Symphonie Celtique ("Celtic Symphony"), subtitled "Tir na nOg", a folk-rock album by Alan Stivell, originally released as a double LP in 1980 by CBS France, catalogue number CBS 88487. In 1987, it was published by Rounder Records in CD 11523. Digitally remastered and reissued on CD by Disques Dreyfus, catalogue number FDM 36196–2.

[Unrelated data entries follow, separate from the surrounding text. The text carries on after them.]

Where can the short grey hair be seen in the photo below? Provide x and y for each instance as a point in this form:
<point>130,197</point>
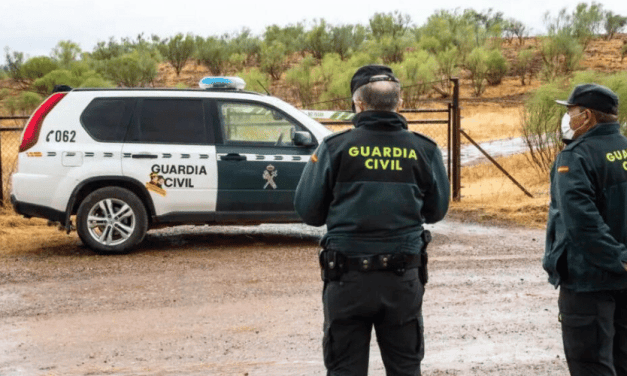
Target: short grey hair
<point>379,95</point>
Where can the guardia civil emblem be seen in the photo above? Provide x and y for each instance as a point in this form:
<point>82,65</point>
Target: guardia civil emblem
<point>269,174</point>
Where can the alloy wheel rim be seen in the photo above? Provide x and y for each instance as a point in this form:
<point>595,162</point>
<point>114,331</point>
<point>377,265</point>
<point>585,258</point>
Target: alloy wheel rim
<point>111,222</point>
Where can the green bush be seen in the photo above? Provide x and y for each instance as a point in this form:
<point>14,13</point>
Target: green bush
<point>272,59</point>
<point>38,67</point>
<point>96,81</point>
<point>178,50</point>
<point>131,70</point>
<point>347,39</point>
<point>28,101</point>
<point>447,61</point>
<point>416,73</point>
<point>66,52</point>
<point>477,64</point>
<point>613,24</point>
<point>541,125</point>
<point>561,54</point>
<point>542,116</point>
<point>14,64</point>
<point>237,61</point>
<point>617,82</point>
<point>497,67</point>
<point>256,80</point>
<point>301,80</point>
<point>523,65</point>
<point>45,84</point>
<point>213,53</point>
<point>291,37</point>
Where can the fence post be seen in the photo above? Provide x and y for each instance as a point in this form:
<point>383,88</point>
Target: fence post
<point>456,143</point>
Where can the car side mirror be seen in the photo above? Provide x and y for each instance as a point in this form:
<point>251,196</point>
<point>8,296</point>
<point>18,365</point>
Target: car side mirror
<point>302,139</point>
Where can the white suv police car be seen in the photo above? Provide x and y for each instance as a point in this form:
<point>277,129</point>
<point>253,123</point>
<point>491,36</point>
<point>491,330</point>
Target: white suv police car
<point>126,160</point>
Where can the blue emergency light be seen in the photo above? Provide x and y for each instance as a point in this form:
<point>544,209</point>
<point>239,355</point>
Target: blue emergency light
<point>233,83</point>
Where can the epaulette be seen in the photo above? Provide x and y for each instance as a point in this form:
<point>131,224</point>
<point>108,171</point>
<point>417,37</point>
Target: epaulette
<point>427,138</point>
<point>573,144</point>
<point>333,135</point>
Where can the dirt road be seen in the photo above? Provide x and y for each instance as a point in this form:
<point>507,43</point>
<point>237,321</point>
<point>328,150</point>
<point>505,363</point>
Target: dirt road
<point>246,301</point>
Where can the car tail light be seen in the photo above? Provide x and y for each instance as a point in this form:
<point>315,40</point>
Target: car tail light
<point>31,133</point>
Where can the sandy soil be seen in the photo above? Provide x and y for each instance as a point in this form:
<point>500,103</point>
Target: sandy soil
<point>246,301</point>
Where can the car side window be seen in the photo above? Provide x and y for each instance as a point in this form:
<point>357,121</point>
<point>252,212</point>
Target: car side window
<point>170,121</point>
<point>255,124</point>
<point>107,119</point>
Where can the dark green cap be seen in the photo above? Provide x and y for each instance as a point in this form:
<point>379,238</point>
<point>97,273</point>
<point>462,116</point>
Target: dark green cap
<point>371,73</point>
<point>594,97</point>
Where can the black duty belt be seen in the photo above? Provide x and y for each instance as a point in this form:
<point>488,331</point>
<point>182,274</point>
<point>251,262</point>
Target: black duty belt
<point>394,262</point>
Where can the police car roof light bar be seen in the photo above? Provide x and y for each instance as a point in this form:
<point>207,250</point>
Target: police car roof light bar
<point>31,132</point>
<point>232,83</point>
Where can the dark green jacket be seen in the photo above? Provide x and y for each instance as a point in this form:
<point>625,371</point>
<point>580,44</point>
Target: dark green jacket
<point>374,186</point>
<point>587,225</point>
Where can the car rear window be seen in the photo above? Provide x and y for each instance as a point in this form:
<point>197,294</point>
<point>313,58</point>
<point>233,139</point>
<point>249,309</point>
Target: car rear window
<point>107,119</point>
<point>170,121</point>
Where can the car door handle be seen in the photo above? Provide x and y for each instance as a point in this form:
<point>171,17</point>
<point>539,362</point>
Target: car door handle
<point>144,156</point>
<point>233,157</point>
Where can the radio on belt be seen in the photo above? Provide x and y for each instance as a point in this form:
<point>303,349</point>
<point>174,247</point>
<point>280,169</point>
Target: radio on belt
<point>233,83</point>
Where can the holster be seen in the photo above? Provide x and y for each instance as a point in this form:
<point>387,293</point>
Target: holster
<point>423,273</point>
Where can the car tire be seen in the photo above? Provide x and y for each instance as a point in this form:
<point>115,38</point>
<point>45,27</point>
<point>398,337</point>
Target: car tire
<point>111,220</point>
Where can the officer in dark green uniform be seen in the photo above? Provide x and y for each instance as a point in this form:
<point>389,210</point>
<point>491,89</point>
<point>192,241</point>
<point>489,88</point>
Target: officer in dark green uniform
<point>374,187</point>
<point>586,235</point>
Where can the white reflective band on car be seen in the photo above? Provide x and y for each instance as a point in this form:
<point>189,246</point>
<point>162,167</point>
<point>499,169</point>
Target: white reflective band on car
<point>333,115</point>
<point>270,158</point>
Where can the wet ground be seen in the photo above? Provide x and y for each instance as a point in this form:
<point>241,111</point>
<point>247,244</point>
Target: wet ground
<point>246,301</point>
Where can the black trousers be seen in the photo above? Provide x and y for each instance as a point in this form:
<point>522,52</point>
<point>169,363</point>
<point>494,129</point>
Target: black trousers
<point>594,331</point>
<point>385,300</point>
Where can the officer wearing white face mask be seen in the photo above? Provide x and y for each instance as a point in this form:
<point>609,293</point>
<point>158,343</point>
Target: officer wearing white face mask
<point>586,238</point>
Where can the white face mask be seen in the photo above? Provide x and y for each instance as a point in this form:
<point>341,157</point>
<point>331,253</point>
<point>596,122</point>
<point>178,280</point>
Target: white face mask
<point>567,132</point>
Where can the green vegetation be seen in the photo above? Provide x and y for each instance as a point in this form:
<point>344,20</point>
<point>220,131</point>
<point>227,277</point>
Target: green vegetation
<point>316,59</point>
<point>542,117</point>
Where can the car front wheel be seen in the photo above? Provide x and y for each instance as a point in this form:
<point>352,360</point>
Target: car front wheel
<point>111,220</point>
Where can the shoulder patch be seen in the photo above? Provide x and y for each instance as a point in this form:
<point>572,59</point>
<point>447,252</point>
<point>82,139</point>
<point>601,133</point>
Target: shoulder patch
<point>425,137</point>
<point>333,135</point>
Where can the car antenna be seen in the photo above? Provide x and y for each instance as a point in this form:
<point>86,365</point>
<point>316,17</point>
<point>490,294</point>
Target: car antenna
<point>263,87</point>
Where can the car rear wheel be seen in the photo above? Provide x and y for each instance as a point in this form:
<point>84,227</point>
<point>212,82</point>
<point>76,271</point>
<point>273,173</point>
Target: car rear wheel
<point>111,220</point>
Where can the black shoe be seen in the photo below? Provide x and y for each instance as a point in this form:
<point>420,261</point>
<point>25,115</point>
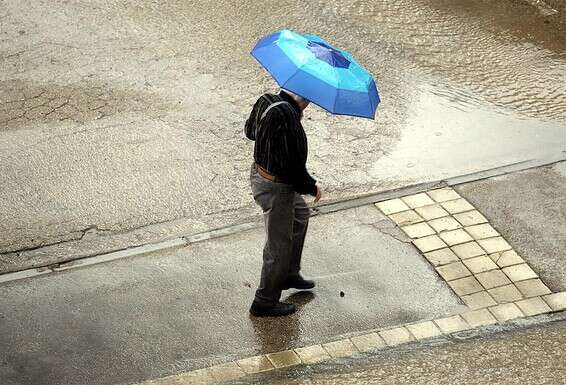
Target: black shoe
<point>298,282</point>
<point>278,310</point>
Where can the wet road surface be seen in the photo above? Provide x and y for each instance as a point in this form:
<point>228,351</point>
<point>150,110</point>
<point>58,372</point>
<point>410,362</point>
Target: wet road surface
<point>174,311</point>
<point>116,115</point>
<point>515,357</point>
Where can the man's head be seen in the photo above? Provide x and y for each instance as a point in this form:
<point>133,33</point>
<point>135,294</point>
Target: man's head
<point>301,102</point>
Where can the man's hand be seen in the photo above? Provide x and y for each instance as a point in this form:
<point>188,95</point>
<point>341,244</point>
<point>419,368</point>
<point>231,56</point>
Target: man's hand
<point>318,194</point>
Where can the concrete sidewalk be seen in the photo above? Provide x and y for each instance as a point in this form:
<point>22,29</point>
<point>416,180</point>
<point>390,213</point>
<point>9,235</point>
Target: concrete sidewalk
<point>178,310</point>
<point>168,312</point>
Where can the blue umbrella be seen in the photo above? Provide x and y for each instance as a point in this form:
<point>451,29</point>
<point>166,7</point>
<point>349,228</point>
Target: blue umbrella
<point>327,76</point>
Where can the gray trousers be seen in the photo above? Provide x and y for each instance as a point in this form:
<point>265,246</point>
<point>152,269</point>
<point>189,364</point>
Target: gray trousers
<point>286,218</point>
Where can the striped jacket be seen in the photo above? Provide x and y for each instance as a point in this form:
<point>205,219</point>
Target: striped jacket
<point>280,141</point>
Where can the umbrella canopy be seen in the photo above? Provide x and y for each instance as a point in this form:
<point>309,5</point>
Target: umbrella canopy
<point>325,75</point>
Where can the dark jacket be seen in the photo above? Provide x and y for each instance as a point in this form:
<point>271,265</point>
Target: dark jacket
<point>280,141</point>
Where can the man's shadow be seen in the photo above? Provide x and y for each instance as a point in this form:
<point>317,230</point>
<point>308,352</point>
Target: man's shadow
<point>276,334</point>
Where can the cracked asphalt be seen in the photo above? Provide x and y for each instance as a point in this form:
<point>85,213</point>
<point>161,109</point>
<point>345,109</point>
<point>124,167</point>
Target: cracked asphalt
<point>182,309</point>
<point>121,122</point>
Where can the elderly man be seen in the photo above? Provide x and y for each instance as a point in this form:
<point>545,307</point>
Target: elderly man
<point>279,178</point>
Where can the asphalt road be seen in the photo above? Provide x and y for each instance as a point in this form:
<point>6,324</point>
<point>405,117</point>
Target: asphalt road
<point>118,115</point>
<point>513,357</point>
<point>183,309</point>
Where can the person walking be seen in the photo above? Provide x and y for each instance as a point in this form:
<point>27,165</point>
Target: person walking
<point>278,180</point>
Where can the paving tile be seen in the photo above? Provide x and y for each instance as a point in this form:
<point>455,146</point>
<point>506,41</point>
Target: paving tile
<point>468,250</point>
<point>368,342</point>
<point>470,218</point>
<point>455,237</point>
<point>444,224</point>
<point>556,301</point>
<point>284,359</point>
<point>431,212</point>
<point>478,318</point>
<point>533,306</point>
<point>507,293</point>
<point>453,271</point>
<point>451,324</point>
<point>396,336</point>
<point>417,200</point>
<point>424,330</point>
<point>519,272</point>
<point>255,364</point>
<point>392,206</point>
<point>532,288</point>
<point>404,218</point>
<point>493,278</point>
<point>226,372</point>
<point>418,230</point>
<point>506,312</point>
<point>481,231</point>
<point>342,348</point>
<point>465,286</point>
<point>457,206</point>
<point>443,194</point>
<point>506,258</point>
<point>478,300</point>
<point>493,245</point>
<point>480,264</point>
<point>430,243</point>
<point>441,257</point>
<point>312,354</point>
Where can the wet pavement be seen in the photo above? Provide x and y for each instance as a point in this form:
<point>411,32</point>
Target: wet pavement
<point>115,116</point>
<point>529,209</point>
<point>513,357</point>
<point>184,309</point>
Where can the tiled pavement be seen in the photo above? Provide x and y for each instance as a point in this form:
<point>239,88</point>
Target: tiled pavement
<point>478,264</point>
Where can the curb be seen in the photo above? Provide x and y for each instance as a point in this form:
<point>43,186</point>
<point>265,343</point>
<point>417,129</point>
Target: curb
<point>323,209</point>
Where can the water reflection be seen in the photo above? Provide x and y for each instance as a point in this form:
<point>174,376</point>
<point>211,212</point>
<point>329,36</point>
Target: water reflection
<point>278,334</point>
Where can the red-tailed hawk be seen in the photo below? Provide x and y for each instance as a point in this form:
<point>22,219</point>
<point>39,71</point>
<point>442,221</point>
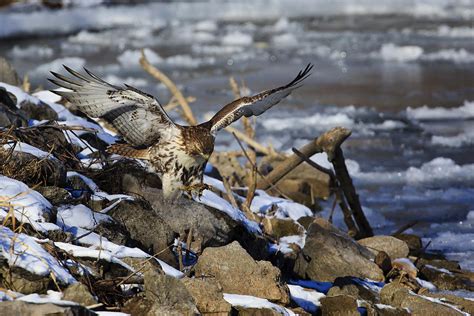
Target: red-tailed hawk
<point>178,152</point>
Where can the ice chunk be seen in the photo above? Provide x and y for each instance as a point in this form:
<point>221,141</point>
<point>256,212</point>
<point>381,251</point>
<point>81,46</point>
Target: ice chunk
<point>464,112</point>
<point>81,216</point>
<point>23,251</point>
<point>28,205</point>
<point>308,299</point>
<point>393,52</point>
<point>237,38</point>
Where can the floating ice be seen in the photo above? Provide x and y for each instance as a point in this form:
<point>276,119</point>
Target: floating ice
<point>237,38</point>
<point>464,112</point>
<point>52,297</point>
<point>393,52</point>
<point>81,216</point>
<point>23,251</point>
<point>130,58</point>
<point>27,148</point>
<point>31,52</point>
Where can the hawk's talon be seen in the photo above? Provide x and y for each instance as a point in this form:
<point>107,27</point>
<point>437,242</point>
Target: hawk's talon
<point>195,189</point>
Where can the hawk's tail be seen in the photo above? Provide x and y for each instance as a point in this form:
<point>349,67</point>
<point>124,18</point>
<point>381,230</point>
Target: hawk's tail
<point>128,151</point>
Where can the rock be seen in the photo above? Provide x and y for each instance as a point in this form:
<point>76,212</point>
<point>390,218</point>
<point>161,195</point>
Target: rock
<point>168,293</point>
<point>80,294</point>
<point>328,254</point>
<point>145,226</point>
<point>398,296</point>
<point>20,308</point>
<point>278,228</point>
<point>439,263</point>
<point>250,311</point>
<point>394,247</point>
<point>55,195</point>
<point>20,280</point>
<point>10,115</point>
<point>207,293</point>
<point>238,273</point>
<point>32,170</point>
<point>8,73</point>
<point>446,280</point>
<point>386,310</point>
<point>466,305</point>
<point>312,182</point>
<point>413,241</point>
<point>382,260</point>
<point>341,305</point>
<point>347,286</point>
<point>40,111</point>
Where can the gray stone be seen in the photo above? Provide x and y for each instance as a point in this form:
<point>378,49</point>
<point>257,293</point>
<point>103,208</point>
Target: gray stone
<point>168,293</point>
<point>8,74</point>
<point>341,305</point>
<point>329,254</point>
<point>207,294</point>
<point>238,273</point>
<point>80,294</point>
<point>146,227</point>
<point>394,247</point>
<point>20,308</point>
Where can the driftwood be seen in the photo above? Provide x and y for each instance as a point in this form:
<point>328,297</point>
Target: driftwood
<point>346,195</point>
<point>328,142</point>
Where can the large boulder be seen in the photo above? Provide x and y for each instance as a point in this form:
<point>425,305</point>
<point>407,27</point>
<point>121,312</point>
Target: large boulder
<point>329,254</point>
<point>208,295</point>
<point>146,227</point>
<point>397,295</point>
<point>238,273</point>
<point>394,247</point>
<point>80,294</point>
<point>168,293</point>
<point>20,308</point>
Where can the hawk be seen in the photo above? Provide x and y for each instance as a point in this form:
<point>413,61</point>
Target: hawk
<point>179,153</point>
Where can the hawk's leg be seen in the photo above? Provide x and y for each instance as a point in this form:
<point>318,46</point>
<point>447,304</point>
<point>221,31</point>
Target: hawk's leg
<point>196,189</point>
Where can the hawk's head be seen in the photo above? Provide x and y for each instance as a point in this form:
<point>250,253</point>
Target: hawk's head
<point>198,142</point>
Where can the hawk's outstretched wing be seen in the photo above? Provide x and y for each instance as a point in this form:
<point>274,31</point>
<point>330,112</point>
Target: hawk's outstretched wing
<point>137,116</point>
<point>257,104</point>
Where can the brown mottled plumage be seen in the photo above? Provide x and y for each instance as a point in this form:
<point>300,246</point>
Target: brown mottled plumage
<point>179,153</point>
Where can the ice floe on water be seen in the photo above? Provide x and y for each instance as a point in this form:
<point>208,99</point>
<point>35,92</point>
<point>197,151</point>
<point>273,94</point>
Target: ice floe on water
<point>463,112</point>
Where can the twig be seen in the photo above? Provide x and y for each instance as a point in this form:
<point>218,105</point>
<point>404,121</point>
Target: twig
<point>328,142</point>
<point>270,185</point>
<point>157,74</point>
<point>350,193</point>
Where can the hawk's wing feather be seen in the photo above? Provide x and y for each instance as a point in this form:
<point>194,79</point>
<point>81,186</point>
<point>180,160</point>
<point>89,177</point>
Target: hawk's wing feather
<point>137,116</point>
<point>257,104</point>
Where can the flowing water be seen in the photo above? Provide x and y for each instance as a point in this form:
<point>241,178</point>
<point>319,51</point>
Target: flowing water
<point>400,74</point>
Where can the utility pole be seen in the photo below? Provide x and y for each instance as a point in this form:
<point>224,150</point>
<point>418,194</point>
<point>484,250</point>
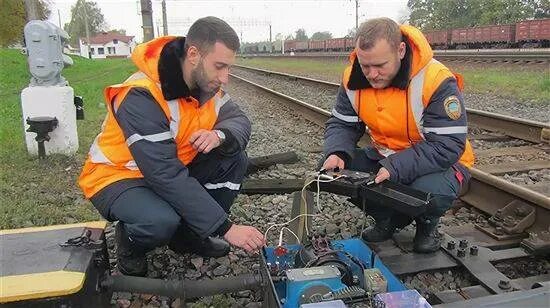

Composed entirely by Stivell, featuring instrumental arrangements by Stivell assisted by Christopher Hayward and Michel Prezman, and with over 70 musicians contributing, this was a large undertaking. As well as embracing the classic Stivell fare of Breton, Scottish and Irish instrumentation, this early nod at world music includes oriental and African sounds as well as a full orchestra and lavish production values. On the original vinyl release, the "three circle" symphonic construction was emphasised in the track listings to a greater extent than with the subsequent CD reissue.

The original double LP was packaged in a gatefold sleeve whose interior featured a still from the Roman Polanski film Tess depicting Stonehenge in the mist.

== Reception ==
Stivell, further back in France, reached a European then global reach. In Italy, class Stivell 52nd best rock musician of all time ("Best Rock Musicians of all times") in the "String / Wind" category. Italian free radio stations broadcast his music, which led him to play in the wake before 11,000 people in Rome and 14,000 in Milan. In Great Britain, Andy Morgan believes that "Stivell's early crative development reached a climax with the staging of his Symphonie Celtique. Is the ultimate expression of everything Stivell felt about his Celtic roots and their place in the wider cultural context."

==Track listing==
This track listing is as presented on the sleeve of the original LP release; this differs slightly from that of the CD reissue. All music was composed by Alan Stivell.
1. KELC'H UNAN: First Circle (20:45)
  1. BEAJ d'an Ec'honderiou Diabarzh - voyage to our inner spaces
  2. HIRAEZH d'an Amser dremenet ha da-zoned - nostalgia for the past and the future
    1. "Gwerz 1" and "Loc'h ar Goulenn" - "Song 1" and "Profound lake that I interrogate"
  3. DIVODAN en Holl Veur - dissolution in the Great All
2. KELC'H DAOU: Second Circle (18:24)
  1. EMSKIANT newez tost d'ar Mann en Eil Bed kenstur - regaining consciousness near the Nothingness in the second parallel world
  2. KENDASKREN Gant an Hollved - vibratory communion with the universe
  3. IMRAM d'an Inisenn - in quest of the Isle
  4. DILESTRAN was Inis gWenva - landing on Blissful Isle, the isle of the Pure World, the third world (or the third life, that of perfection or harmony)
3. KELC'H TRI: Third Circle (33:15)
  1. AR C'HAMMOU KENTAÑ war an Inisenn - first steps on the Isle
  2. Kawadden AR GEODED SKEDUS: Tir Na Nóg - discovery of the Radiant City
  3. AR BALE TREMA 'R GEODED - the march towards the City
  4. GOUEL HOLLVEDEL - universal festival
  5. AN DISTRO trumm e-barzh ar Bed Keñverel ha Goulenn - sudden return to the relative and interrogative world

==Personnel==
- Alan Stivell – vocals, harps, Scottish bagpipes, whistle, bombard
- Chris Hayward – flute, percussion
- Robby Finkel – keyboards
- Michel Prezman – keyboards
- Dominique Widiez – keyboards
- Marc Perru – guitars
- Mikael Valy – bass guitar
- Roger Secco – drums
- Padrig Kerre – fiddle, mandolin, bodhran
- Daniel Herve – uilleann pipes
- Marie-José Cochevelou – spoken word
- Maire Fenton – Irish vocal
- Uña Ramos – kena
- Narendra Bataju – sitar
- Mrs Bataju – tampura

with additional pipe/Bombard and drum bands, full orchestra, a choir directed by Christiane Legrand, and the Berber female vocal group DjurDjura.